Human Factors Engineering is a very pragmatic and holistic process that helps innovators in the validation of medical device concepts. Though we notice that this approach is a risk-focused quality process which is very much regulated and focuses mainly on elimination of (serious) harm. That’s great, yet not enough (anymore).
We see that the root cause of many of these market failures is found in insufficient behavioral research. The analysis of how a user behaves towards a product is essential. It allows designers to create a product that fits in or positively transforms the current usage flow. Only by identifying how your product will influence a certain behavior you’re able to build meaningful interactions.
Therefore we believe that there’s a crucial risk-factor missing in the current HFE approach: de-risking resistance and rejection. Let’s take a look at this visual covering – what we believe – the 3 essential user-related high-level requirements. We like to rename it: the Human Behavior Engineering framework.
HFE typically lies in the overlap of safety and usability, where the FDA puts ‘safety’ conceivably higher than ‘usability’. Their guidelines tell designers to make sure that the design process validates features that eliminate use-related hazards and types of misuse (because of the improved usability leading to less hazards). We believe this is not enough to have a successful market entry.
Therefore we add a third component to the framework making sure to also validate market success. You need to search for desirability differentiators in your medical market by looking at the use environment, user profiles, interfaces and behavior.
A true fit-to-market medical device eliminates unintended use, use-related hazards and rejection.
By doing contextual inquiries and observations you’ll understand all external factors that might influence human machine interfaces. During these insightful activities, you have to search for hidden needs. Needs of which the users themselves didn’t know they had them. Features that the users don’t miss and really appreciate that they’re there. This is how we believe a product becomes meaningful.
Ignoring one of the 3 components can lead to an incomplete validation process. A true fit-to-market medical device lies in the sweet spot combining the 3 design objectives: eliminating unintended use (misuse), use-related hazards and rejection.
What happens when AI comes in?
Besides understanding the current behavior and searching for hidden needs, emerging technologies are used to change behavior. Digital health and Artificial Intelligence are changing our way of working which requires behavioral changes from multiple stakeholders. It’s risky because of the duality with their habits and familiarities. Especially in the medical industry, where many stakeholders are still very conservative.
Let’s give an example that everyone can relate to: self-monitoring your health through wearables.
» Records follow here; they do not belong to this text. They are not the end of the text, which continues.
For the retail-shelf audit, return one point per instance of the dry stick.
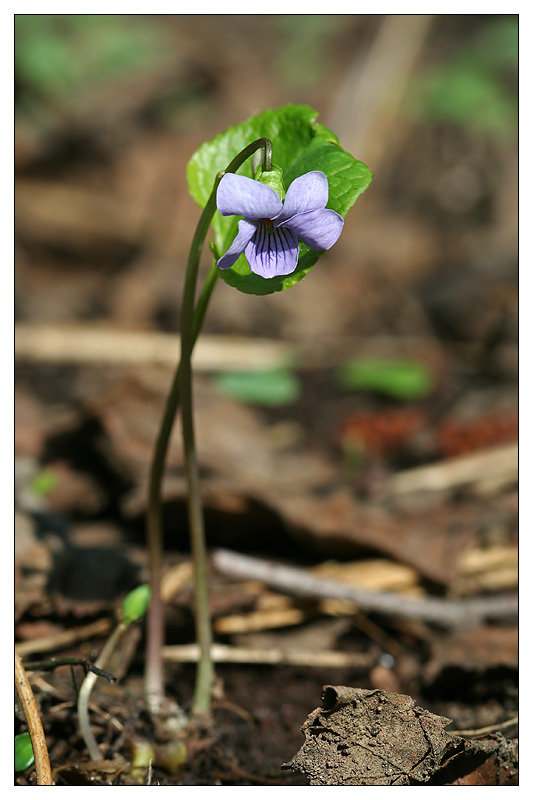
(229, 654)
(35, 726)
(46, 644)
(70, 661)
(294, 581)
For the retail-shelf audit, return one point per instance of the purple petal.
(245, 197)
(317, 229)
(307, 193)
(272, 251)
(246, 231)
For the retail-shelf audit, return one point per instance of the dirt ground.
(413, 494)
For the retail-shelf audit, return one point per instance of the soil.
(336, 482)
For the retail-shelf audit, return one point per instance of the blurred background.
(369, 413)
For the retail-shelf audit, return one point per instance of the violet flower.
(268, 234)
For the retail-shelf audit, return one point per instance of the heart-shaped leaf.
(300, 145)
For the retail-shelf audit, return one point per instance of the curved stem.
(191, 325)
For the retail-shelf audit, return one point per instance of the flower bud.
(273, 178)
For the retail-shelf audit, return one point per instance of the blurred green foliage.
(62, 55)
(274, 387)
(402, 380)
(476, 89)
(44, 482)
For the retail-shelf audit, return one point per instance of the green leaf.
(24, 757)
(135, 604)
(274, 387)
(403, 380)
(300, 144)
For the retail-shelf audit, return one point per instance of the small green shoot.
(273, 387)
(134, 607)
(135, 604)
(24, 757)
(402, 380)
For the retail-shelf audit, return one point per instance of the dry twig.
(35, 726)
(294, 581)
(226, 654)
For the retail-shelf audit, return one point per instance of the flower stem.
(181, 391)
(155, 618)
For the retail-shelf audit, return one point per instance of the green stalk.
(181, 389)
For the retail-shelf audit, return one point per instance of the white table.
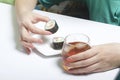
(15, 65)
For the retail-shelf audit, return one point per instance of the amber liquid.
(74, 48)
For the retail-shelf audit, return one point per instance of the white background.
(16, 65)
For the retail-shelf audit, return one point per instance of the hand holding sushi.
(26, 20)
(99, 58)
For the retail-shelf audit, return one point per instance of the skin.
(99, 58)
(26, 19)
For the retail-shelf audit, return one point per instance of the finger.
(84, 63)
(85, 70)
(41, 18)
(36, 30)
(28, 51)
(82, 56)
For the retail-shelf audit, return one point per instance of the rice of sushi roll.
(51, 26)
(58, 43)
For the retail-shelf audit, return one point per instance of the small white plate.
(45, 48)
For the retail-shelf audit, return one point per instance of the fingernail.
(69, 59)
(40, 41)
(48, 33)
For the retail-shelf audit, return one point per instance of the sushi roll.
(51, 26)
(58, 43)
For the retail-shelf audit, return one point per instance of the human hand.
(99, 58)
(26, 24)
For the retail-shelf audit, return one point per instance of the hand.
(97, 59)
(26, 23)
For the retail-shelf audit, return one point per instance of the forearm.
(24, 6)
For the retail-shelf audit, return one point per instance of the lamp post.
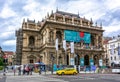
(52, 58)
(60, 62)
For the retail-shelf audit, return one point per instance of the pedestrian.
(14, 69)
(19, 70)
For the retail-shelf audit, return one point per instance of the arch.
(86, 60)
(96, 60)
(31, 59)
(59, 36)
(31, 40)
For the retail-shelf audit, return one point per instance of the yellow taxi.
(67, 71)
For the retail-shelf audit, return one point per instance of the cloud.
(9, 43)
(7, 12)
(7, 35)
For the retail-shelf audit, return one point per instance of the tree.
(1, 62)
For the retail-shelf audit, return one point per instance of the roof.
(66, 13)
(8, 52)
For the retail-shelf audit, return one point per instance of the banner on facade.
(76, 36)
(81, 61)
(100, 62)
(72, 47)
(91, 62)
(56, 44)
(112, 49)
(72, 62)
(118, 49)
(64, 44)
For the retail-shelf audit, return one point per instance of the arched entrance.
(67, 60)
(86, 60)
(96, 60)
(77, 59)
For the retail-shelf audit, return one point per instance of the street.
(65, 78)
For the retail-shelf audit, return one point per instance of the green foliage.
(1, 62)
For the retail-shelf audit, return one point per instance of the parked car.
(67, 71)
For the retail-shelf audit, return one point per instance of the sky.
(12, 13)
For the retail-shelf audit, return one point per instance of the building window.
(111, 58)
(59, 36)
(31, 41)
(31, 60)
(51, 36)
(115, 58)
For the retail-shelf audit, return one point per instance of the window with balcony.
(31, 41)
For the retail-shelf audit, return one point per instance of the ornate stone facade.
(38, 40)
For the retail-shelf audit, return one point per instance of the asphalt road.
(89, 78)
(64, 78)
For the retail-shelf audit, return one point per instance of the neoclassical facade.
(38, 40)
Healthcare is changing from curative to preventive. This is an evolutionary shift which is made possible by for example the emerging technology of the estimation of blood pressure in smart watches combined with AI algorithms searching for patterns and predictions. Having all this data about your patient is great, but it also asks for a behavioral change from the patient’s and physician’s side. Are they ready for this? Who will become responsible: patient, physician or the device manufacturer?
By understanding the effect of design changes you’re able to create meaningful products that fit the current behavior (incremental change) or even develop a totally new behavior (disruptive change). Artificial Intelligence is a good example of completely disrupting the current behavior in the medical industry.
From risk management to risk & opportunity management
From the recommended HFE Risk Management approach showed at the beginning of this article we’ve reformed it so that it covers all important aspects including business success.
Risk management stays extremely important in the development of medical devices. Yet to achieve business success it’s key to create valuable products which will be adopted by your target audience. Therefore we see Opportunity Management as equally important as Risk Management. The combination is easily made and you’re not only validating your design concepts on risks but also on opportunities.
The reviewed Human Behavior Engineering approach will guide you in the development of new meaningful products. Bringing Human Factor Engineering to attention in your company benefits more departments than only R&D. You avoid complaints (customer support), eliminate post-market recalls (business), and you don’t get sued (legal). It’s a win-win for your business in general. Let’s start implementing!
This perspective is about being ready for future challenges in the adoptability of your next innovations and making sure to maintain business success in the medical industry. Make sure to fail fast and validate more for better. And remember to always search for the reasons for adoption as well as the reasons for rejection. Happy to discuss more on this topic!